The Never-Ending Story of Model Training: A New Chapter for Machine Learning

For the past few hours, I’ve been working on training a neural network to translate cat speech into English. I’ve carefully optimized my parameters and tested different network depths, batch sizes, number of epochs, and optimization algorithms. I’m pretty happy with the 92% accuracy rating that I’m getting now, and, with a few more tweaks, I’m confident that I can get to 95% accuracy.

Okay… none of that is true. 

In reality, I’ve spent the past few hours playing while True: learn(), a computer game where you take on the persona of a software developer who decides to delve into machine learning in order to better understand his cat.

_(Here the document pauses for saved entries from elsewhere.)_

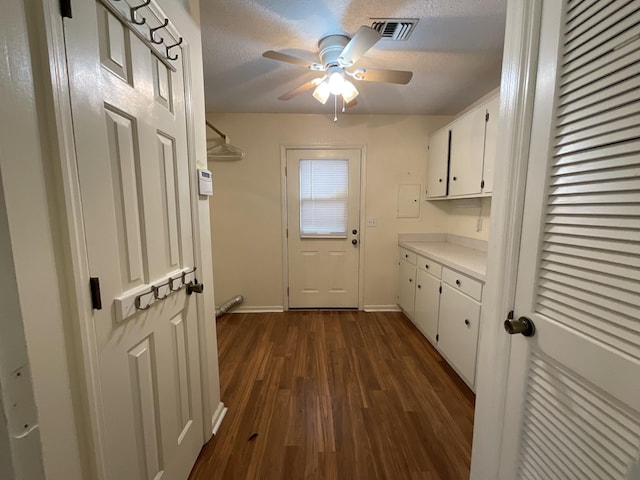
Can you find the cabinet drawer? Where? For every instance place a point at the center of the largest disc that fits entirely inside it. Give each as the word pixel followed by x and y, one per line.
pixel 430 266
pixel 408 256
pixel 463 283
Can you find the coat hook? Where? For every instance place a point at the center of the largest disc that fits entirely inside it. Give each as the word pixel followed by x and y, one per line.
pixel 133 11
pixel 170 47
pixel 152 32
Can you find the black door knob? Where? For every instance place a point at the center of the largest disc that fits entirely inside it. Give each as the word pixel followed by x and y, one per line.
pixel 195 287
pixel 522 325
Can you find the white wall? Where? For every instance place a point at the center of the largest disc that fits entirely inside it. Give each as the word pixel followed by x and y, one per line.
pixel 29 195
pixel 469 218
pixel 246 213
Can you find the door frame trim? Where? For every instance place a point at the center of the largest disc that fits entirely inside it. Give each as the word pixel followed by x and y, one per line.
pixel 517 92
pixel 75 266
pixel 285 222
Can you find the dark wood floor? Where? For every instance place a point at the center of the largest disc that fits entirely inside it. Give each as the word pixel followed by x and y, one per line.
pixel 336 395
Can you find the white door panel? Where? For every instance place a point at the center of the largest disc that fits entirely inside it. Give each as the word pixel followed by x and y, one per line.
pixel 573 398
pixel 323 267
pixel 131 142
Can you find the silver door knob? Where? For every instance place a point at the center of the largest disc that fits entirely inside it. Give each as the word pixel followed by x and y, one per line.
pixel 522 325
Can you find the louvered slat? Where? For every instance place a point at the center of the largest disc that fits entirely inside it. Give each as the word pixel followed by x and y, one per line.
pixel 614 153
pixel 609 39
pixel 612 258
pixel 573 431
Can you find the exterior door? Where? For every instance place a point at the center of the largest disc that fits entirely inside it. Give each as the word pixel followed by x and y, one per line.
pixel 573 399
pixel 323 208
pixel 129 120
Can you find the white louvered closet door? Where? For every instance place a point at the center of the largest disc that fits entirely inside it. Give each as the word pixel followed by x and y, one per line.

Figure 1: Promo visual for while True: learn()(Source: WTL Press Pack)

After a quick search on “CatOverflow,” the video game’s main character starts building and training models. The game is quite well done, allowing users to build, train, and deploy models with a simple drag-and-drop interface. Once you have a trained working model, you can easily deploy it in different environments and even include it as a layer in a different model (transfer learning). The game even includes “CatHub,” a code repository management system that allows you to choose different versions of schemas to reuse in various experiments.

If only real life were that simple!

The Reality

As pointed out by Luke Marsden, Founder and CEO of Dotscience, the tooling and workflows that enable “controlled collaboration” and “continuous integration” in software projects have not reached a parallel level of maturity when it comes to ML projects. 

Let’s take a look at this issue via a real-world example. A standard development cycle looks something like this:

Figure 2: Standard software development cycle (Source: DevOps for ML with Dotscience)
  1. Write the code.
  2. Test the code.
  3. Deploy the code.
  4. Monitor.
  5. When you encounter an issue, update the code and redeploy it.

It’s a relatively straightforward process, and it can be made even easier by using some kind of versioning software, usually Git. A common convention is that the latest commit on the “master” branch of your repo is the version deployed in production. When a bug is encountered, a developer can simply branch off of the master branch, fix the bug, merge back into the master branch, and deploy.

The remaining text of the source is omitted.